One day after his August 2015 surgery, the unexpected twists in his journey began. “The first thing I noticed was while riding in the car the day after surgery. We were riding in the car and I was looking straight ahead. I saw Ann at the steering wheel lift her hand and rub her cheek. I was so startled, I jumped and shouted ‘Ann!’ She pulled over quickly and said ‘What? What's wrong?’ I replied ‘I just saw your hand touch your face!’ It was then I realized I could see peripherally out of my left eye. Something that I hadn't been able to do for about 10 years.
“The next day, my right side peripheral vision returned, and I could see depth. I came out of the doctor's office and saw the crisp sparkle of cars in the sun parked in the parking lot. And the leaves on the trees. I started counting them.”
This was not the first time that SCOTS’ director Levy had heard such stories. “We’ve seen regeneration during (post-surgical) exam of the retina,” Levy says of SCOTS’ clinical trial surgeries where patients regained vision. “We’ve seen reconstitution of the retina, thickening of the nerve. We see cellular regrowth.” Regrown cells in the eye change everything for a blind person.

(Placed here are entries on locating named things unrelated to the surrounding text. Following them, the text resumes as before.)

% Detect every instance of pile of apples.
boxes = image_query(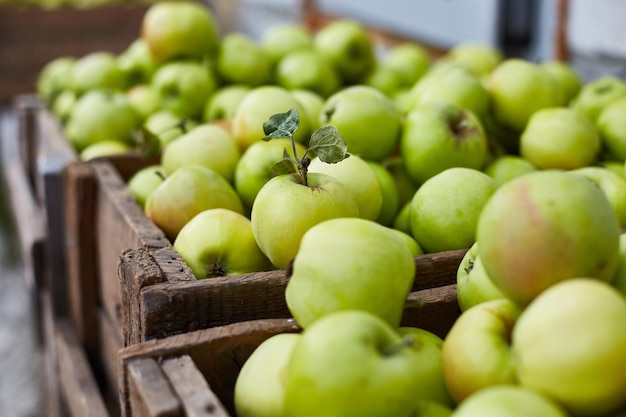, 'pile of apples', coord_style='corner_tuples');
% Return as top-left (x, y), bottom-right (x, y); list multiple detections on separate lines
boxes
(37, 1), (626, 417)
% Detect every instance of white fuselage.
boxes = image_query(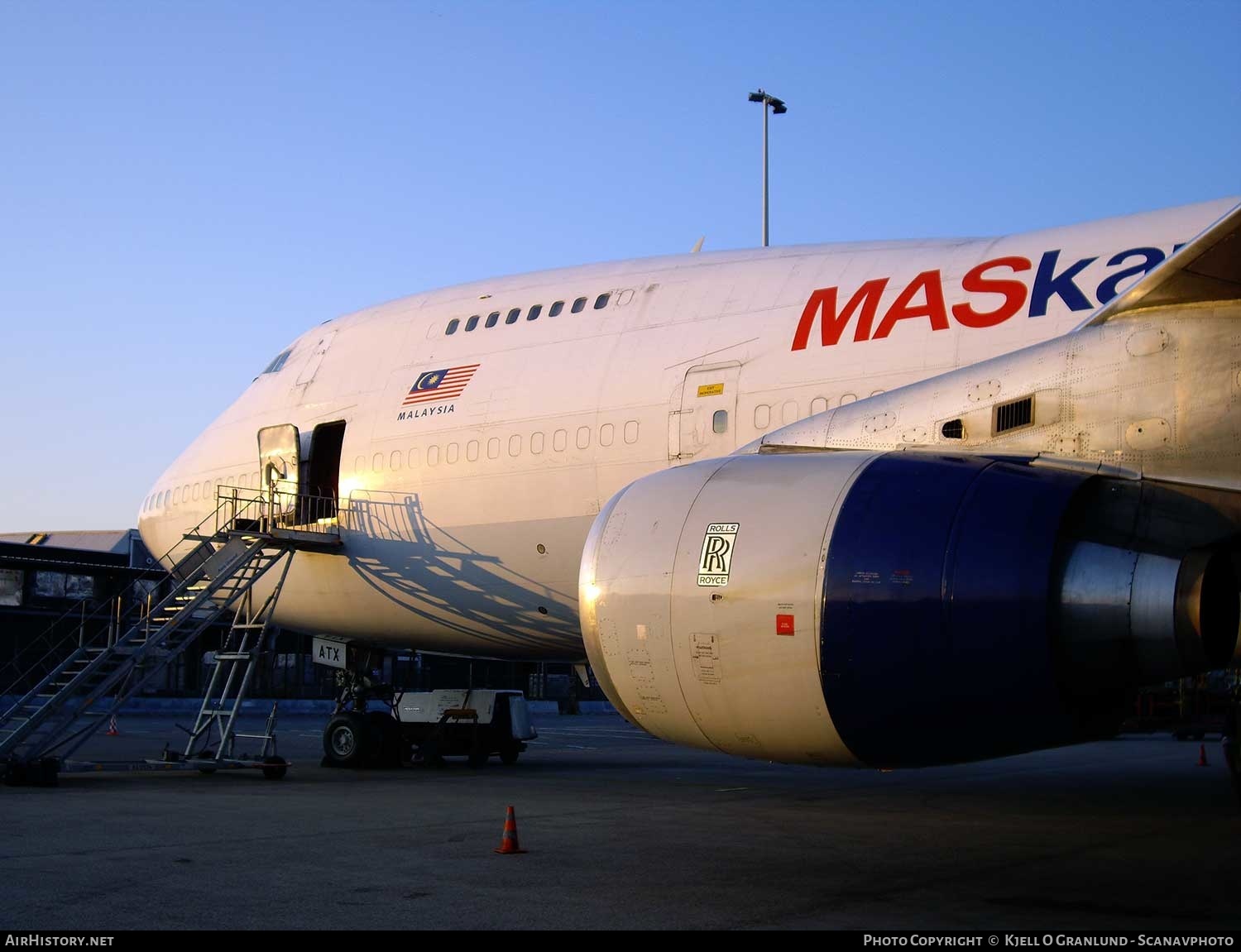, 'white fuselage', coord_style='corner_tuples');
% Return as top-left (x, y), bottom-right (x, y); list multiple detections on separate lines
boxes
(139, 201), (1230, 659)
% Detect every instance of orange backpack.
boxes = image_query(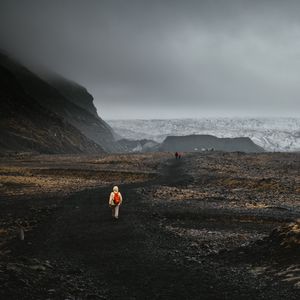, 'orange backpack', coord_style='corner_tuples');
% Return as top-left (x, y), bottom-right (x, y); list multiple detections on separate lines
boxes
(114, 192), (121, 205)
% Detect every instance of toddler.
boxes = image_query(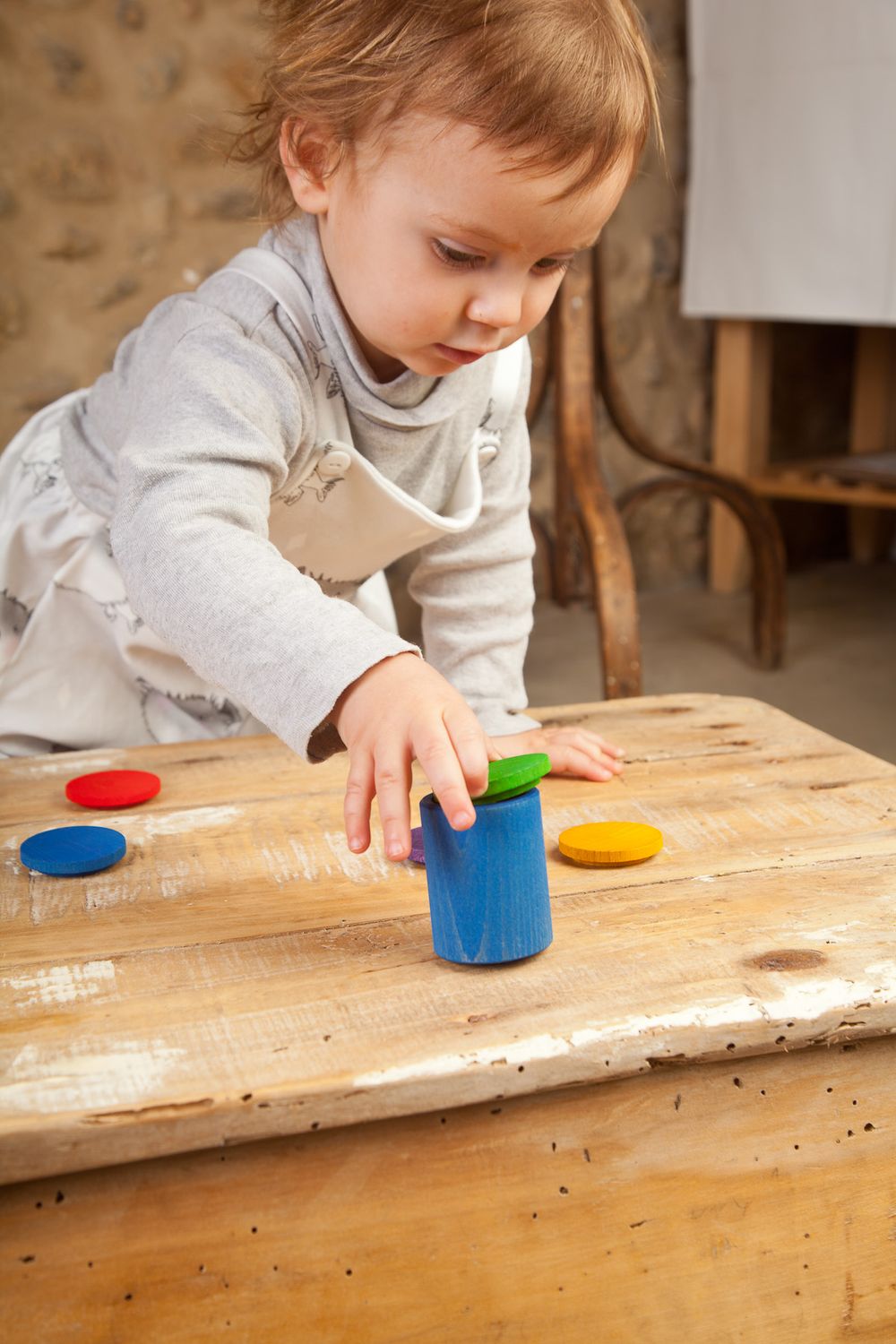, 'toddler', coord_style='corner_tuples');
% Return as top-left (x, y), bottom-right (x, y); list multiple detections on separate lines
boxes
(0, 0), (657, 859)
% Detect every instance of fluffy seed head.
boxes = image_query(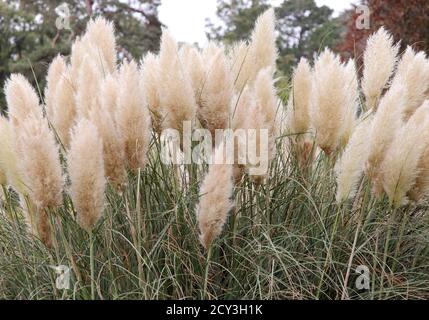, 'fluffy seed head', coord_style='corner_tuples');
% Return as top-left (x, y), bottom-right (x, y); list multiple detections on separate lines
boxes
(4, 74), (42, 127)
(393, 47), (429, 120)
(159, 30), (196, 138)
(142, 53), (162, 133)
(67, 119), (106, 231)
(197, 147), (233, 249)
(311, 49), (349, 155)
(89, 105), (126, 190)
(116, 61), (151, 171)
(50, 69), (76, 148)
(232, 8), (277, 90)
(45, 55), (67, 120)
(16, 116), (63, 211)
(198, 51), (233, 137)
(362, 27), (399, 109)
(86, 17), (116, 73)
(335, 116), (372, 202)
(380, 102), (429, 207)
(366, 84), (404, 194)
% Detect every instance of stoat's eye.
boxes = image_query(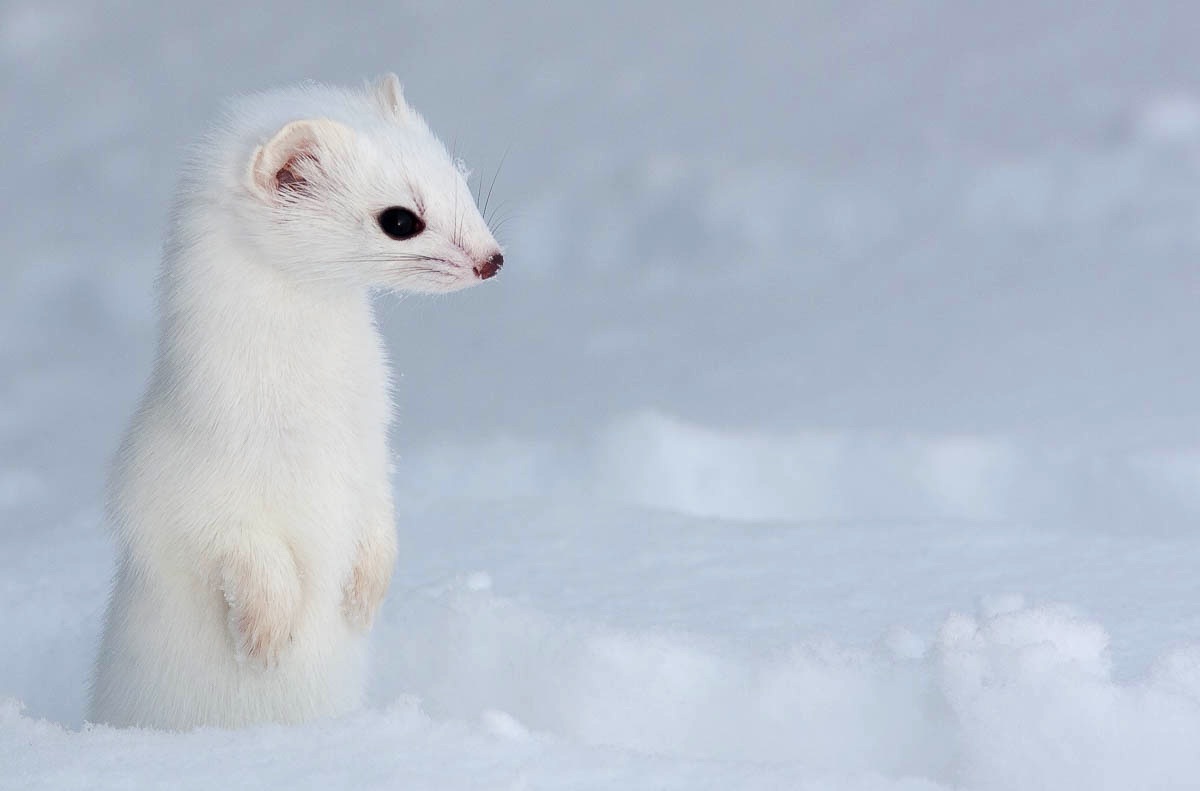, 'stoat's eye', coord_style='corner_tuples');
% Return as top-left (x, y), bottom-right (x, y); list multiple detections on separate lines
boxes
(379, 206), (425, 239)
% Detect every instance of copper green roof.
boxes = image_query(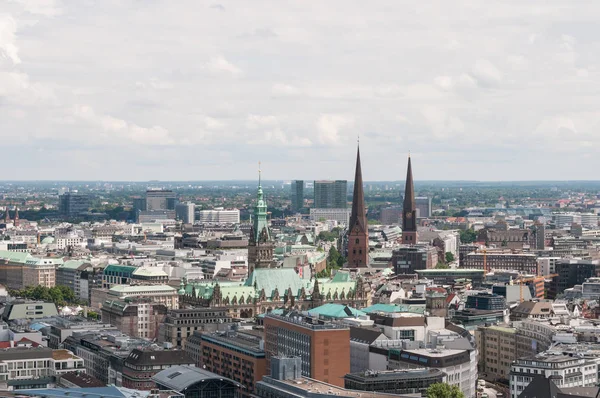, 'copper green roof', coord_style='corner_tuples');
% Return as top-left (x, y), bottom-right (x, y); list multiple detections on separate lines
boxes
(308, 303), (366, 319)
(104, 264), (137, 273)
(362, 303), (425, 314)
(245, 268), (308, 298)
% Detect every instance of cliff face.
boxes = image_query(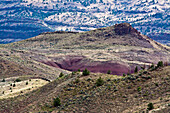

Oliver notes that he’s had to go through the same emotional process he did when he was losing his vision 11 years ago. “Relationships change and have to be renegotiated,” he says. “Self-confidence changes. I've become a better person having been vision-impaired. I find I have to work to keep those traits. Mostly patience and gratitude.”
His intention to travel to, and hopefully speak publicly at, the FDA hearing is part of his current effort to bring other blind people out of the darkness.
The World Health Organization estimates 285 million people globally are vision-impaired. The future of stem cell treatments in the U.S. is unclear given the recent FDA actions. If, following this year’s hearing, the agency decides that stem cell treatments are “drugs” — which the FDA must approve before they can be sold — the NIH’s SCOTS program could be impacted and individual doctors might not be able to perform the surgery that so changed Oliver’s life.
Questions arise about the future involvement of giant pharmaceutical companies in testing and research: Would that put the cost out of reach for many blind patients? With regard to profits and methodology, the pharmaceutical industry does not have a problem-free track record. Hundreds of millions of vision-impaired people worldwide translates into potentially mountainous profit.
Doug Oliver, “incurable” for 11 years, has unclouded vision about that future: “I want these treatment trials to be available sooner and to more people who have no hope of treatment in the near future for blindness.” He makes that crystal clear.